Abstract

Systematic mapping of protein–protein interactions has become a central task of functional genomics. To map the human interactome, several strategies have recently been pursued. The generated interaction datasets are valuable resources for scientists in biology and medicine. However, comparison reveals limited overlap between different interaction networks. This divergence obstructs usability, as researchers have to interrogate numerous heterogeneous datasets to identify potential interaction partners for proteins of interest. To facilitate direct access through a single entry gate, we have started to integrate currently available human protein interaction data in an easily accessible online database. It is called UniHI (Unified Human Interactome) and is available at . At present, it is based on 10 major interaction maps derived by computational and experimental methods. It includes more than 150 000 distinct interactions between more than 17 000 unique human proteins. UniHI provides researchers with a flexible integrated tool for finding and using comprehensive information about the human interactome.

INTRODUCTION

Protein-protein interactions (PPIs) are central to many if not all cellular processes. Their importance has provoked broad interest in their analysis, which in turn has led to the construction of various large-scale interaction maps. The first PPI datasets were generated for model organisms such as Saccharomyces cerevisiae, Drosophila melanogaster and Caenorhabditis elegans (1–5). Recently, the focus has shifted towards the systematic mapping of human PPIs. Both computationally and experimentally derived interaction datasets have been produced. They are mostly based on review of literature (6–8), extrapolation from interactions between orthologous proteins observed in other organisms (9–11) or application of high-throughput yeast two-hybrid (Y2H) assays (12,13).
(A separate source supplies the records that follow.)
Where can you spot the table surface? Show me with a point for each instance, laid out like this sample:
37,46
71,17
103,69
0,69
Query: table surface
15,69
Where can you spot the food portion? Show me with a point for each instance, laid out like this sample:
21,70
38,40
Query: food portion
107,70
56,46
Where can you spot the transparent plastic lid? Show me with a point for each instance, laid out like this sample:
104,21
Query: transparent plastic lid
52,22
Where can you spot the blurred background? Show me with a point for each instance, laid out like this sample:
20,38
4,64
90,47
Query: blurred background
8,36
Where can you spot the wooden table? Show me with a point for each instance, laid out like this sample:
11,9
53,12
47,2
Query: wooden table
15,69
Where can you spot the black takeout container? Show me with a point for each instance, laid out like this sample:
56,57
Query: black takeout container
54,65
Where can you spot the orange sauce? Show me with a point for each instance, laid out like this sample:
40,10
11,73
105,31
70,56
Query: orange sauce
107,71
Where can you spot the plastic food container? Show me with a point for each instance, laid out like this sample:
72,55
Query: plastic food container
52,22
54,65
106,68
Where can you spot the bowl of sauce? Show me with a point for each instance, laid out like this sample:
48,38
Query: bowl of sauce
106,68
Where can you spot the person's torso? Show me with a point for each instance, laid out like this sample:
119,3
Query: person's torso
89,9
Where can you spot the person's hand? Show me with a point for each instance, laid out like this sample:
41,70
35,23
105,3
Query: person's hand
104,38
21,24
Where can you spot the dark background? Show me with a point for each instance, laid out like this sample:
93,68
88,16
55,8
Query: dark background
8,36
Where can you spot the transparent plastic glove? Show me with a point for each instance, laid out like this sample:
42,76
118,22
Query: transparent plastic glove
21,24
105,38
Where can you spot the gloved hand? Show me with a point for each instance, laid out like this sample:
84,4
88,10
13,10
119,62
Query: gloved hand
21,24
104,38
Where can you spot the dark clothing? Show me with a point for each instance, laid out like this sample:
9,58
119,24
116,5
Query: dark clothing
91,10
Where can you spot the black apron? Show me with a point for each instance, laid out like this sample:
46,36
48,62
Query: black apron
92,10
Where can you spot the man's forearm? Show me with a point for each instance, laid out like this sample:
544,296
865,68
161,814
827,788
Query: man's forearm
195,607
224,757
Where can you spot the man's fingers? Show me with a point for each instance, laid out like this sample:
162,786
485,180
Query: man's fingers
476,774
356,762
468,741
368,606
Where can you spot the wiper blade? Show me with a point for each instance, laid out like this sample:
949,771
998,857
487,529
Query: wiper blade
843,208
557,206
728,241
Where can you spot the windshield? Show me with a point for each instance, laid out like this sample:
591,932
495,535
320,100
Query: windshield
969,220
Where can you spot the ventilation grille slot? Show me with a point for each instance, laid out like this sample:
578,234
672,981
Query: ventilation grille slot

Although these maps will certainly have profound impact on biological research, major limitations are lack of overlap, completeness and integration. Scientists are required to interrogate numerous databases if they seek comprehensive information on potential interaction partners for specific human proteins. This generally involves time-consuming searches as various query formats and identifiers have to be used in different interaction databases. Some datasets are even stored in simple flat files. To overcome these obstacles, we have constructed the UniHI database for the integration of large-scale human PPI maps. UniHI offers a search platform that combines and gives access to ten different large-scale human PPI datasets. It includes over 150 000 interactions between more than 17 000 proteins. UniHI is intended to reduce unnecessary duplication of data, while incorporating the strength of single databases regarding careful curation and annotation of PPIs.

HIGH DIVERGENCE OF HUMAN PPI DATASETS

The construction of UniHI was motivated by the observation that human interaction maps tend to be highly divergent (14,15). This is also the case for the interaction maps integrated in UniHI (Table 1). We observed that <10% of all interactions occur in multiple maps, indicating a low degree of saturation (Figure 1B and Supplementary Data). The small number of shared interactions is remarkable considering the large number of proteins common to different datasets. More than 50% of all proteins are included in two or more maps (Figure 1A). Thus, current PPI datasets are highly complementary sharing few interactions between many common proteins.

Figure 1

Numbers of proteins (A) and interactions (B) common to multiple maps. The histograms display frequency of proteins and interactions that are included in N different maps. Comparisons were performed after mapping of proteins to their corresponding Entrez Gene IDs.

Figure 1

Numbers of proteins (A) and interactions (B) common to multiple maps. The histograms display frequency of proteins and interactions that are included in N different maps. Comparisons were performed after mapping of proteins to their corresponding Entrez Gene IDs.

Table 1

PPI datasets currently integrated in UniHI

Dataset Proteins Interactions Method References Database location 
MDC-Y2H 1703 3186 Y2H screen (12 
CCSB-Y2H 1549 2754 Y2H screen (13 (flat file only) 
CCSB-LIT 2192 4067 Text mining (13 (flat file only) 
HPRD-BIN 5908 15 508 Literature (8 
HPRD-COMP 1277 4468 Literature (8 
DIP 1033 1303 Literature (7 
BIND 4273 5863 Literature (6 
COCIT 3737 6580 Text mining (10 
REACTOME 679 12 639 Literature (16 
ORTHO 6225 71 466 Orthology (11 
HOMOMINT 4127 10 174 Orthology (17 
OPHID 4785 24 991 Orthology (9 
Dataset Proteins Interactions Method References Database location 
MDC-Y2H 1703 3186 Y2H screen (12 
CCSB-Y2H 1549 2754 Y2H screen (13 (flat file only) 
CCSB-LIT 2192 4067 Text mining (13 (flat file only) 
HPRD-BIN 5908 15 508 Literature (8 
HPRD-COMP 1277 4468 Literature (8 
DIP 1033 1303 Literature (7 
BIND 4273 5863 Literature (6 
COCIT 3737 6580 Text mining (10 
REACTOME 679 12 639 Literature (16 
ORTHO 6225 71 466 Orthology (11 
HOMOMINT 4127 10 174 Orthology (17 
OPHID 4785 24 991 Orthology (9 

Number of proteins and interactions in each dataset as well as construction approach are given.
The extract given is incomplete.